It’s been a depressing week of headlines about white people reporting black people to the police for existing in a place white people apparently don’t think they belong. While any week under this administration is depressing, this is about Americans hating Americans for no reason beyond skin color. Is this really who we are?
The current administration has given its blessing to racists and haters. Neo-nazis are marching in our streets in front of the aging eyes of the generation that fought to defeat them. Racists are running for office while openly avowing discrimination and hate as their platforms. Immigrants are being threatened in every way possible. That blame can be squarely placed at the tiny feet and hands of the POS currently sullying the White House.
But that didn’t mean Americans had to join in his hate-filled narrative. We could have risen above it. We could have tried to be better than he thinks we are. But instead, we called the police because three black women were checking out of an AirBnB where they had been staying for three days in a pretty white neighborhood. Or we called the police because a tired graduate student fell asleep in the common room. Or, god forbid, black women were seen on a golf course and they weren’t there to clean. And the cops play right along. Arrest those guys in Starbucks. If they’re black, they’re guilty.
Really? Is this really who we are? Because we could have also chosen to be better people and not jumped on the racist bandwagon that POS is so happy to lead.

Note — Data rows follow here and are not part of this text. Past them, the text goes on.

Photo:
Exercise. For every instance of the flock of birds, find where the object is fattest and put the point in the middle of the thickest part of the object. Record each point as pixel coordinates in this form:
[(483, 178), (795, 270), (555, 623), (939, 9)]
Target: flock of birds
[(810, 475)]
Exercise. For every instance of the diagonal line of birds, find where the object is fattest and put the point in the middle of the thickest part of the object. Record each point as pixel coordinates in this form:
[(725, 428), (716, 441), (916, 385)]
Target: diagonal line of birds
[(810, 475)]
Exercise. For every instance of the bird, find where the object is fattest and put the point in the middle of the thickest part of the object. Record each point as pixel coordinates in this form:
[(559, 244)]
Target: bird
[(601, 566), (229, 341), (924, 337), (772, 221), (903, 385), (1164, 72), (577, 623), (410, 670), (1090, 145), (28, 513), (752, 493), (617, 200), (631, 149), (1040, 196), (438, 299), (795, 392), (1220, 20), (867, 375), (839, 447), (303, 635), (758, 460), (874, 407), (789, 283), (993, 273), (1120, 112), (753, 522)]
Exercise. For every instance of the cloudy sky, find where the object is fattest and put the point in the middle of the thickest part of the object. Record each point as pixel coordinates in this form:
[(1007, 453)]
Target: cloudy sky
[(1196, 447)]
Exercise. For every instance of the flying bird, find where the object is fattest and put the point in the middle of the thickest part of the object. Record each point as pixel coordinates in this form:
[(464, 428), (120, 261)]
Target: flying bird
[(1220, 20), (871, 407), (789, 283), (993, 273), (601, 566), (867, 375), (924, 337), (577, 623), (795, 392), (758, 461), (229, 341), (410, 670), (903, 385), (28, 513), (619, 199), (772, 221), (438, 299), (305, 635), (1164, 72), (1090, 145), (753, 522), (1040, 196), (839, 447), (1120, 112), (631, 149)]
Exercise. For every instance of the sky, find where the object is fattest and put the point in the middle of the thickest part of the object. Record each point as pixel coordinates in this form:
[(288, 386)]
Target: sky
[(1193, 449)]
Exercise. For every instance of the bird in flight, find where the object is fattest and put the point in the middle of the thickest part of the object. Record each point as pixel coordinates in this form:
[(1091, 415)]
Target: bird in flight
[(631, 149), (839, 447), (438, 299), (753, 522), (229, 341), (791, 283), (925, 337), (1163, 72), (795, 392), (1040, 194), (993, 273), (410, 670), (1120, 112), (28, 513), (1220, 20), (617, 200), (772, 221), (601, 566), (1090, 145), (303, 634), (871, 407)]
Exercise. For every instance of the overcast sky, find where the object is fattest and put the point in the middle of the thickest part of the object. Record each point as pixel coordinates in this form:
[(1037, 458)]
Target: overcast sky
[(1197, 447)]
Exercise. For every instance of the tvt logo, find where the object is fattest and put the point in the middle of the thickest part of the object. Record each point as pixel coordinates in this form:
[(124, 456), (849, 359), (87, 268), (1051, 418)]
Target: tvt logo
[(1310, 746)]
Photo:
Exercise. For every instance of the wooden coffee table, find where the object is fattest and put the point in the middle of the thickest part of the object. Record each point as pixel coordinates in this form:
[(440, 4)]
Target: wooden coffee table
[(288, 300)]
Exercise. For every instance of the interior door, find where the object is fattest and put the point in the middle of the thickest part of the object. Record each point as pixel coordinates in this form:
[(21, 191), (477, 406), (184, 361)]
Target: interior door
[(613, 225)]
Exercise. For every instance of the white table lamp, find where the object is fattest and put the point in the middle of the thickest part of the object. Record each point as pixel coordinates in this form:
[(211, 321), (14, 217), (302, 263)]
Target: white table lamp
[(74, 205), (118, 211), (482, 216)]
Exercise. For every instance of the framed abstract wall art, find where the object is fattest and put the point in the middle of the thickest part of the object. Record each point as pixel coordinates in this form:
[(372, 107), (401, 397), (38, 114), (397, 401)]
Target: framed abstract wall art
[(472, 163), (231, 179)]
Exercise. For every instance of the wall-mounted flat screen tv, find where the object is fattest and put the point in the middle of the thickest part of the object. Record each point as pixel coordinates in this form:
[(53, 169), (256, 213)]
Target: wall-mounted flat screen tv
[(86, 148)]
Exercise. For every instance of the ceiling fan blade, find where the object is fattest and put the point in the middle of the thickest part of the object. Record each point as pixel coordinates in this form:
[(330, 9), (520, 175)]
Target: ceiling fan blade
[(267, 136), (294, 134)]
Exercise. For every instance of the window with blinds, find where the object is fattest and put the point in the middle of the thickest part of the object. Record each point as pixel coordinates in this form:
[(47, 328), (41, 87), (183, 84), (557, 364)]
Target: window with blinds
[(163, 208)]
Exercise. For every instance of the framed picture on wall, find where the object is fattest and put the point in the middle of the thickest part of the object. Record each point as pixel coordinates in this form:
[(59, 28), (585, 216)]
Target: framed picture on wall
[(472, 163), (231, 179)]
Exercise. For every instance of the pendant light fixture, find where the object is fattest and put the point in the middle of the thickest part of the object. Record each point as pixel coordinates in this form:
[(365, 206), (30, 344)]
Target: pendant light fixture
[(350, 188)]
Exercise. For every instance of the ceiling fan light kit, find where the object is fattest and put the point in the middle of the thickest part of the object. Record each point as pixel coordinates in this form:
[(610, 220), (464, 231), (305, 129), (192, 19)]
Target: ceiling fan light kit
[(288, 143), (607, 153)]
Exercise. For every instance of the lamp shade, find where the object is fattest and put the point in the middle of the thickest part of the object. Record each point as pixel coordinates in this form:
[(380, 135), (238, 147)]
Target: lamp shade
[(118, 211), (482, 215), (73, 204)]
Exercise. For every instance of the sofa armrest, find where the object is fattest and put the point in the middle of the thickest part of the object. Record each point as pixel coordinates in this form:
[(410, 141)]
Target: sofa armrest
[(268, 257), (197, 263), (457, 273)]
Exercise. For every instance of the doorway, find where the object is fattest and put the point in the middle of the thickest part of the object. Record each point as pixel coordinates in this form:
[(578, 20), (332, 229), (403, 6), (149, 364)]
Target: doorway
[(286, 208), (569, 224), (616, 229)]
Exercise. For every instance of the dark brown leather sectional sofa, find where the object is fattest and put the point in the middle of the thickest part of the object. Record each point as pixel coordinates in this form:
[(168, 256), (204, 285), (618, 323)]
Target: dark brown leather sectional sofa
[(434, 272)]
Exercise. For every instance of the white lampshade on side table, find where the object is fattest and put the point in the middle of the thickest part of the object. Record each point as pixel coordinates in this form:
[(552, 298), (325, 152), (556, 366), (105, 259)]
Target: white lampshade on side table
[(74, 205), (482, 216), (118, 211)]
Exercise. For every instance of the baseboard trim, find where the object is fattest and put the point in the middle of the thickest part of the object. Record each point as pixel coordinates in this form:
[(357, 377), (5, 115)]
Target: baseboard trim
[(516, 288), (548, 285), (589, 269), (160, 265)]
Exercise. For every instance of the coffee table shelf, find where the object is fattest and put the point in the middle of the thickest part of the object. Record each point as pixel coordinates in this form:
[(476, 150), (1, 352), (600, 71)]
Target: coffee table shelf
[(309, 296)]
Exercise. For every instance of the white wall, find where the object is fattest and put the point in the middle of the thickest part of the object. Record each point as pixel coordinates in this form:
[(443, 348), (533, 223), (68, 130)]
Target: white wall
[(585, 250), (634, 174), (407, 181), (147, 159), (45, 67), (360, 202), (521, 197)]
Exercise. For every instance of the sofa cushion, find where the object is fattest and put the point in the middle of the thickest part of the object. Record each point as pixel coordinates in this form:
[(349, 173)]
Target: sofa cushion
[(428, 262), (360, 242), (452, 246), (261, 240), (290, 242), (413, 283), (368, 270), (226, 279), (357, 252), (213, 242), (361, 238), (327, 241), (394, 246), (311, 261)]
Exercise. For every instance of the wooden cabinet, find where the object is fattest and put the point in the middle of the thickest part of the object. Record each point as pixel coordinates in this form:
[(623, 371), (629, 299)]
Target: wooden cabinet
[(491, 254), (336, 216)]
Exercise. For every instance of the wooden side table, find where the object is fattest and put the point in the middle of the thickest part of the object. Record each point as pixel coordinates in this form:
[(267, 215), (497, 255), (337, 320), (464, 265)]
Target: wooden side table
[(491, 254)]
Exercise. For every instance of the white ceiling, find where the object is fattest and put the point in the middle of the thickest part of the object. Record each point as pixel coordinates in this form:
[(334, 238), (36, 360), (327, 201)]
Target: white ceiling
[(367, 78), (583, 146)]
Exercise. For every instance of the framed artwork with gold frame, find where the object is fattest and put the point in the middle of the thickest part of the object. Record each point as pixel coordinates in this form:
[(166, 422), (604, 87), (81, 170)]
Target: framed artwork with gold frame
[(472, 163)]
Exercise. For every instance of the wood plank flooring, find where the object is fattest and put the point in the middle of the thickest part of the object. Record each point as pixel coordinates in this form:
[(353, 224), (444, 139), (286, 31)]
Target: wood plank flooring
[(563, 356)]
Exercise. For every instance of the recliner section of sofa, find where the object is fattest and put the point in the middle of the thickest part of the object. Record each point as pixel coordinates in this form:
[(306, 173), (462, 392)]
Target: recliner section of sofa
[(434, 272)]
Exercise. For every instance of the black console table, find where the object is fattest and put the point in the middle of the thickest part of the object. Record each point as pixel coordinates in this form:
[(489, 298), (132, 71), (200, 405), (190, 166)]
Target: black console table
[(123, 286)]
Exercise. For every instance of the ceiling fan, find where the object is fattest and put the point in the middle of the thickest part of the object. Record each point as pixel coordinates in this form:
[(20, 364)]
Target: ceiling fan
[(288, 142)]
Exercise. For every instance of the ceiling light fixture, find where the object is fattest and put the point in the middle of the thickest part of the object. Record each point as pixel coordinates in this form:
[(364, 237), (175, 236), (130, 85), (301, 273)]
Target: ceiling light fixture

I spent 28 years in an Inupiat Eskimo community. They were brown people to my white. They were also loving and caring and compassionate and all those things we think of as wonderful human qualities. They also had sadness and pain and grief in their lives. They were exactly like white people or red people or green people in their love of family, culture and friends. They love to laugh while often having way too many reasons to cry. In essence, except for skin color, they are just like all the rest of us on this planet. Color is truly just skin deep. Beyond that point, we are all alike in what we dream for our future, what we hope for our children and what we want from our lives.
I find myself wondering if any of these racists and neo-nazis would turn down a transplant from a person of color if that could save their lives? I wonder how deep the differences would be then? Would their friends shun that person because now they are part black or Asian? Think about it.